Use the tool alongside this guide for hands-on practice.

My relationship with regex

I will be honest - I spent years being intimidated by regular expressions. They looked like line noise. But once I started using them daily for log parsing and data validation at Šikulovi s.r.o., something clicked. Now I reach for regex instinctively whenever I need to find or transform text patterns.

This is the cheat sheet I wish I had when starting out. I have organized it the way I actually think about regex - starting with the basics I use constantly, then building up to the patterns that took me longer to internalize.

Basic character matching

Let me start with the fundamentals. Most characters match themselves literally, but some have special meaning that I had to memorize. These special characters trip up beginners constantly.

  • abc matches the exact string "abc"
  • . matches any single character except newline
  • \. matches a literal period (escape special characters with backslash)
  • [abc] matches any one character: a, b, or c
  • [^abc] matches any character except a, b, or c
  • [a-z] matches any lowercase letter
  • [A-Za-z0-9] matches any alphanumeric character

Quantifiers

Quantifiers are where regex gets really powerful. These tell the engine how many times to match something. I use * and + constantly, but the lazy versions (*? and +?) saved me countless debugging sessions.

  • * matches 0 or more times (greedy)
  • + matches 1 or more times (greedy)
  • ? matches 0 or 1 time (optional)
  • {n} matches exactly n times
  • {n,} matches n or more times
  • {n,m} matches between n and m times
  • *? +? ?? lazy versions (match as few as possible)

Anchors and boundaries

Anchors bit me constantly when I was learning. They match positions, not characters. Forgetting anchors means matching the wrong part of the string. Adding unnecessary anchors means failing to match valid input.

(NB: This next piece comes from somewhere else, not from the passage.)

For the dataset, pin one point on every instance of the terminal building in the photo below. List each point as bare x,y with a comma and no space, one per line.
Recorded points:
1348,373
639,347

  • ^ matches start of string (or line with m flag)
  • $ matches end of string (or line with m flag)
  • \b matches word boundary
  • \B matches non-word boundary
  • (?=...) positive lookahead (followed by)
  • (?!...) negative lookahead (not followed by)
  • (?<=...) positive lookbehind (preceded by)
  • (?<!...) negative lookbehind (not preceded by)

Character classes

These shorthands are the ones I use most. \d for digits, \w for word characters, \s for whitespace. Their uppercase versions match the opposite. I probably type \d fifty times a day.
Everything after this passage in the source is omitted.